找到具有出现条件的向量的第n个值 tidyverse R?

huangapple go评论122阅读模式
英文:

Find the nth value of a vector with an occurence condition tidyverse R?

问题

我想识别向量中满足条件的值的索引(位置)。

我有一个包含三列的数据框: "Image_series_names"、"Image_number" 和 "Convergence_type",共有2280个值。

以下是我的数据框描述:

  • "Image_series_names" 列是一个字符列,每30行有一个不同的值。因此,总共有2280/30 = 76个不同的字符串。
  • "Image_Number" 列是一个从1到30的循环索引(每个 "Image_series_names" 值有30个图像)。
  • "Convergence_type" 列有两个值:"convergence" 和 "no_convergence"。

我的目的是为每个 "Image_series_names" 值识别第一个与 "Convergence_Type" 列中的 "convergence" 值匹配的 "image_number" 索引,前提是接下来的4个值也具有相同的 "convergence" 值。

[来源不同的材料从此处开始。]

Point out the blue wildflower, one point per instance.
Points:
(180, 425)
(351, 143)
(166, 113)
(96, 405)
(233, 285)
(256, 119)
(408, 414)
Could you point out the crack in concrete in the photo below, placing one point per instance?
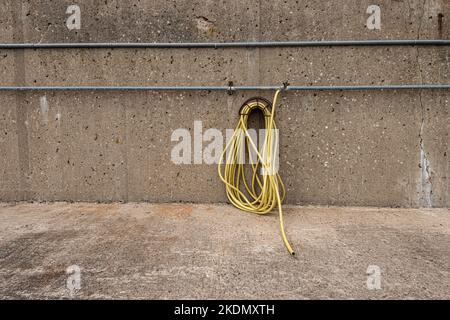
(425, 170)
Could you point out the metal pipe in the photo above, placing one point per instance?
(215, 45)
(225, 88)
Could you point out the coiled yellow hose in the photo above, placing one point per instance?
(264, 193)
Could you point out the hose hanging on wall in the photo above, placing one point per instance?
(266, 189)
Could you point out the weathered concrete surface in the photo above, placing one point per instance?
(359, 148)
(216, 251)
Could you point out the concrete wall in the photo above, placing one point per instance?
(337, 148)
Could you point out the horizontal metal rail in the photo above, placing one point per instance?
(226, 88)
(215, 45)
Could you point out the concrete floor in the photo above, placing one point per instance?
(215, 251)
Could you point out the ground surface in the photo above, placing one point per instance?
(209, 251)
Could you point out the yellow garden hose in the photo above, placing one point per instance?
(263, 194)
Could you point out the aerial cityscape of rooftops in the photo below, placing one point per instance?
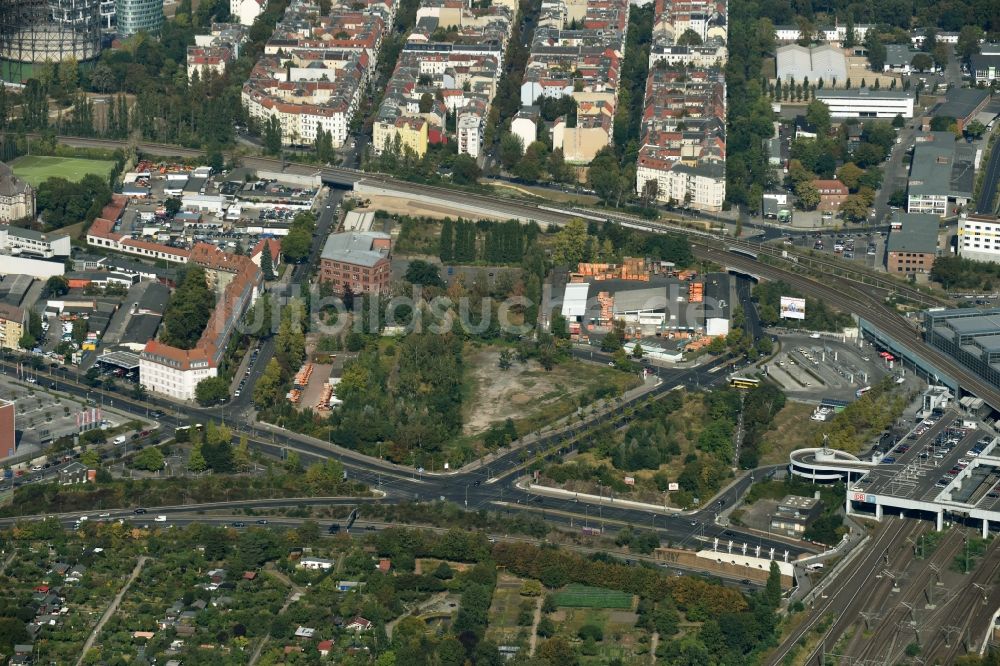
(481, 332)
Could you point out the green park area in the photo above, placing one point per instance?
(37, 168)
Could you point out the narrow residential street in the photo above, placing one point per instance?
(293, 595)
(111, 609)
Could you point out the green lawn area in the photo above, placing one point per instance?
(503, 627)
(622, 642)
(582, 596)
(36, 168)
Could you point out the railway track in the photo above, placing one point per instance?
(856, 577)
(961, 612)
(885, 637)
(851, 298)
(854, 297)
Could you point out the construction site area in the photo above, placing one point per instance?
(670, 311)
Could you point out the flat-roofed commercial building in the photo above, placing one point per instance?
(867, 103)
(969, 335)
(8, 438)
(979, 237)
(912, 245)
(941, 175)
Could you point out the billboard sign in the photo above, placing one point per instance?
(793, 308)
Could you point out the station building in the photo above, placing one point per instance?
(946, 469)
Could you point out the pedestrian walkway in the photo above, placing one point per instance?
(111, 609)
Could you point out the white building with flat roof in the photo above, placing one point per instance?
(867, 103)
(797, 63)
(979, 238)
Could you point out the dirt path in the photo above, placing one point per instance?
(111, 609)
(438, 597)
(8, 561)
(294, 593)
(533, 638)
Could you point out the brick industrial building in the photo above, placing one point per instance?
(358, 260)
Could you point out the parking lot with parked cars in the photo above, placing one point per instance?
(812, 368)
(861, 246)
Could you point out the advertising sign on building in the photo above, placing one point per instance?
(793, 308)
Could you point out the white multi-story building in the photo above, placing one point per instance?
(247, 11)
(17, 197)
(470, 134)
(135, 16)
(174, 372)
(16, 240)
(315, 70)
(836, 34)
(208, 60)
(979, 238)
(702, 186)
(867, 102)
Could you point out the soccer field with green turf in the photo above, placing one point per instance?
(36, 168)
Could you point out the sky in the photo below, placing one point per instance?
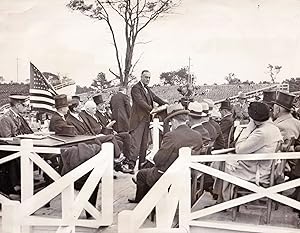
(219, 36)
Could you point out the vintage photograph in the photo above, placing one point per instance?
(138, 116)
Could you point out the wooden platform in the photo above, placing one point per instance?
(124, 188)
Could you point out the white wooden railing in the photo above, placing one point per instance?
(17, 216)
(173, 190)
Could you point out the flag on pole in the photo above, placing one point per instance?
(41, 91)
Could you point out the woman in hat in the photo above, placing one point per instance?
(260, 136)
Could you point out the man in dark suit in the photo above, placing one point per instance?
(227, 121)
(180, 136)
(120, 108)
(142, 104)
(13, 124)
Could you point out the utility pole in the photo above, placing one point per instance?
(17, 69)
(189, 77)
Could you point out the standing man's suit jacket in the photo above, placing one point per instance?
(120, 107)
(142, 104)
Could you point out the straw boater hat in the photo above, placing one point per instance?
(61, 101)
(196, 110)
(174, 110)
(242, 95)
(226, 105)
(269, 97)
(98, 99)
(285, 100)
(259, 111)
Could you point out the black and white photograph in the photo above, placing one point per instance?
(139, 116)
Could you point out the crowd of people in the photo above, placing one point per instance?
(250, 127)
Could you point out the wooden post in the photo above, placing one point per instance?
(155, 135)
(27, 178)
(107, 185)
(185, 197)
(10, 217)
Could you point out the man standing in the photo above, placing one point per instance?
(120, 108)
(13, 124)
(142, 104)
(180, 136)
(226, 122)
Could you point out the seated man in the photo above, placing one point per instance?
(180, 136)
(95, 128)
(13, 124)
(260, 136)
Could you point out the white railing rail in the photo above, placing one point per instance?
(17, 216)
(174, 188)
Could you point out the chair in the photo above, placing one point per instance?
(238, 191)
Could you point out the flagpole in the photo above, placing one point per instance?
(46, 81)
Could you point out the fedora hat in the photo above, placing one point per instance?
(174, 110)
(242, 95)
(259, 111)
(67, 130)
(285, 100)
(61, 101)
(195, 109)
(98, 99)
(210, 103)
(226, 105)
(269, 97)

希望我正确地描述了我的问题,因为我不知道如何只提供我的数据框。

感谢您的亲切支持和阅读。
最好的问候。

我不知道要搜索什么来找到我的解决方案。如果可能的话,我更喜欢使用tidyverse解决方案,因为这对我来说更容易理解。

英文:

I would to identify the index (position) of values in a vector with an occcurence condition.

I have a dataframe with three columns : "Image_series_names", "Image_number" and "Convergence_type" with 2280 values.

Here the description of my dataframe :

The "Image_series_names" column is a character column with a different value at each 30 lines. So there are 2280/30 = 76 different strings.
The "Image_Number" column is an index with a loop from 1 to 30 number (there are 30 images for each "Image_series_names" value).
the "Convergence_type" column has two values : "convergence" and "no_convergence".

My purpose is to identify for each "Image_series_names" value, the first "image_number" index that match with "convergence" value in "Convergence_Type" column only if the 4 following values are also with the same value "convergence".

I hope I describe correctly my problem as I don't know how to put only my dataframe.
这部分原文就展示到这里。